その判断は功を奏して、由太歌君はヒット曲を作ることができたわ。正直に言えば複雑な心境ではあったけれど、すべてを呑み込んで祝福することにした。彼も素直に受け取ってくれたはずよ」
「では、事故はなぜ起きたのだ?」久礼羽は尋ねた。
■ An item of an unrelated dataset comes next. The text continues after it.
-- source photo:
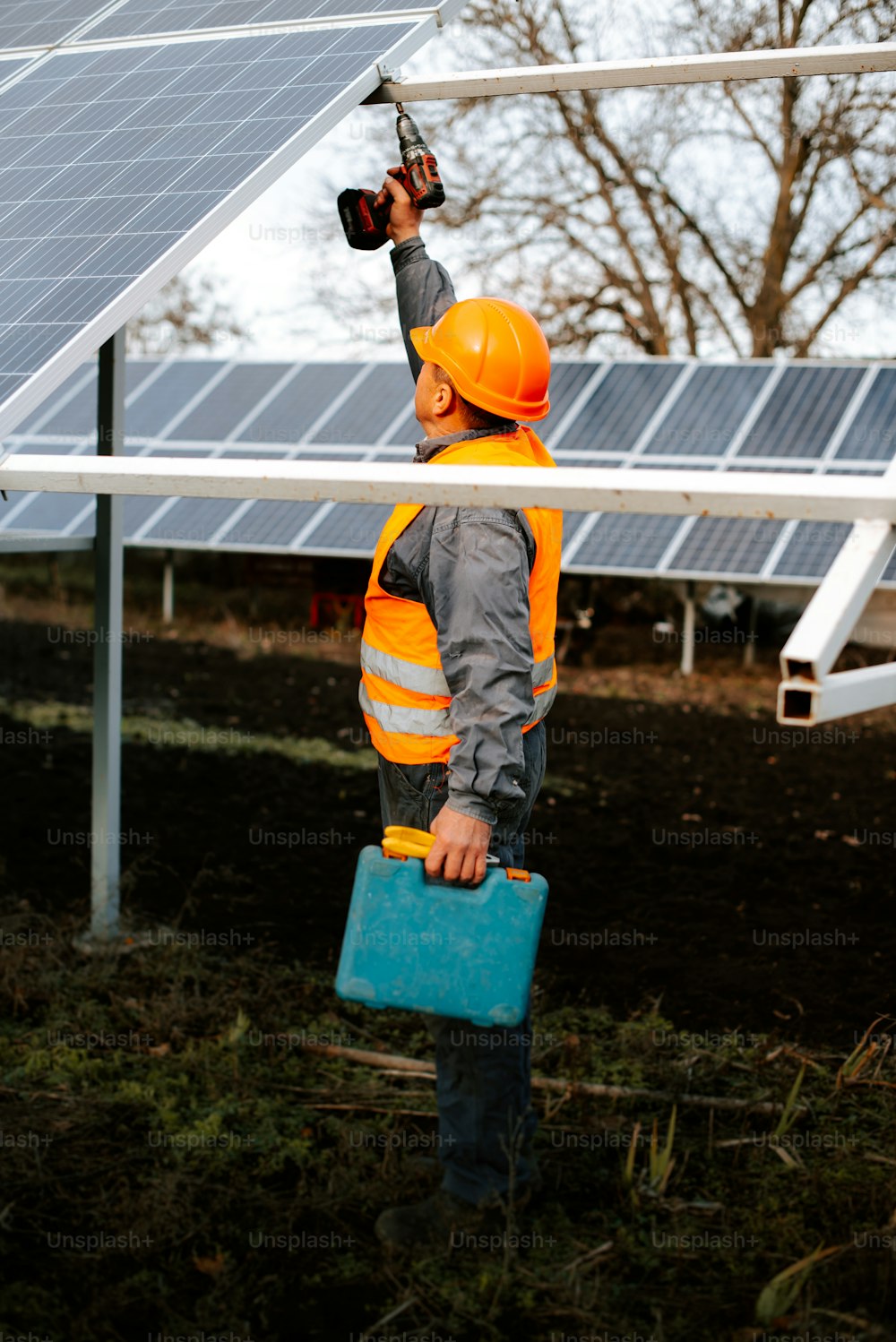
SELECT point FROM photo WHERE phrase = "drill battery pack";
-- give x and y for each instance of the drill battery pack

「自分と相手の前方不注意だと説明されていたそうだが」
篠沢は場都合が悪そうに、あるいは恥ずかしそうに、「あの日、別れ話が終わって車を運転していたら、涙がこらえられなくて視界がにじんだのよ──その瞬間、折悪く対向車線から車が飛び出してきた。過労が災いした居眠り運転だったそうよ。わたしたちは正面からぶつかった。心に余裕がなくてシートベルトを忘れていたわたしは、大怪我を負い、聴覚障害を抱えることになった」彼女は自嘲的に笑い、「自業自得なのよ。だから、事故のことで由太歌君を恨むことはないわ」
篠沢の語り口は、久礼羽たちの耳に真実らしく響いた。そしてそれは、その他の事故の関係者の証言とも矛盾しない。
だが、篠沢が由太歌とのことについて嘘をついていないことが証明されたわけではい。自分のほうから別れを切り出したというのは今となっては悪魔の証明だろう。由太歌亡き今、どうとでも言えることだ。
「ちなみに、事件当日の十七日の午後零時二十分から午後一時二十分までは何をしていた?」
と久礼羽に尋ねられた篠沢が、
「自宅でごはんを食べたりテレビを観たりね。独り者の独り暮らしだからアリバイを証言してくれる人はいないわね、残念ながら」
と答えたこともあり、物取りに偽装して宿怨を晴らそうとした線は、いまだ消せない。
なお、司法解剖の結果は事件から二日後の火曜日の朝には報告されていた。当初の検視どおり、背後から心臓を刺されたことによる心タンポナーデ──心外膜に血液が溜まりポンプ機能が阻害されるもの──が死因だった。また、配信の状況、死体現象及び胃の内容物から推定された死亡時刻は、午後零時二十分から午後一時二十分であった。